TPI Polene shares hit the floor

Investors flee after Bt6.9-bn fine against cement-maker

Published on December 5, 2007



The share price of TPI Polene (TPIPL) plunged to the floor yesterday, amid in-vestor concerns over hefty fines against the company following a court verdict and despite the company's pledge to appeal the judgement.

The stock fell Bt3.95 or 29.92 per cent to Bt9.25.

TPIPL shares resumed trading in the afternoon after the cement firm notified the Stock Exchange of Thailand of its decision to appeal against the Criminal Court's judgement.

TPIPL was fined Bt6.9 billion on Monday for violation of the securities law in 2004, while its founder Prachai Leophairatana was sentenced to a three-year jail term without probation.

"The judgement imposing a fine against the company and the punishment against Prachai Leophairatana, as a director of the company, shall not have any effect on the management and operation of the company," senior executive vice president Orapin Leophairatana said.

"The company does not have to pay any fine unless a final judgement is delivered that the defendants have committed offences."

At a separate event, Prachai - leader of the Matchima Thipataya Party - said he would fight the verdict, which bars him from holding a Cabinet post.

Despite a negative short-term outlook, securities houses still believe TPIPL will weather the storm because of its huge capital base. As the case will take years to reach the final stage, even if the company has to pay the fine, it will have time to raise the necessary funds.

However, in the short term, the company could face risks related to its ongoing debt restructuring.

Brokerage houses expect the company to set aside reserves for the Bt6.9-billion fines in the current quarter. They also expect the reserves to hit the firm's financial position, and recommend investors to sell the stock.

Asia Plus Securities said in a report that the reserve would push TPIPL into the red to the tune of Bt2.55 billion.

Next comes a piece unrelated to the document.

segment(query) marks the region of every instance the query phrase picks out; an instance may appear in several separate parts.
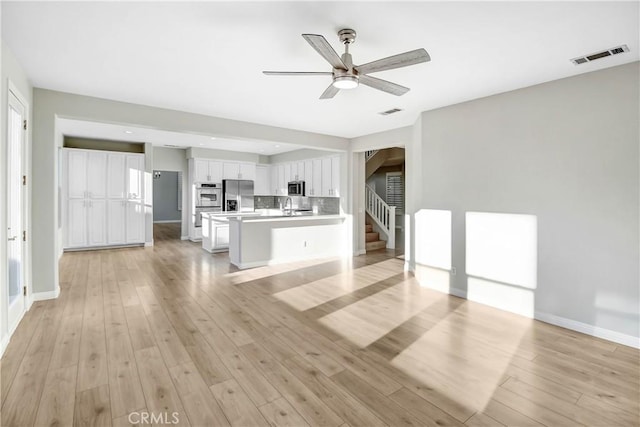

It made a net profit of Bt4.53 billion in the first nine months of the year.

The securities firm also expects an impact on the company's ongoing Bt8.44-billion debt restructuring as well as other investment plans. TPIPL plans to refinance its Bt8.44-billion debts by the end of the year.

Kim Eng Securities (Thailand) said that if TPIPL were required to pay the fine now, its debts would rise to Bt21 billion while the delayed debt restructuring would increase its interest expenses. While interest costs were estimated at Bt586 million this year, the amount would rise to Bt1.33 billion. This would deplete the company's 2008 earnings to Bt1.41 billion from the earlier estimate of Bt2.15 billion.

"Although the ruling will not have an impact on the company's existing operation, it would impact the fair value," said Credit Lyonnais Asia Securities.

"It is true that the case will be appealed and the Bt6.9-billion fine is not a certainty. However, the worst-case scenario here is for the company to be fined this much, and that is equivalent to Bt3.40 per share against our previous fair price of Bt20 a share."

The securities house cut TPIPL's target price down to Bt12, taking into account the fine of Bt3.40 per share.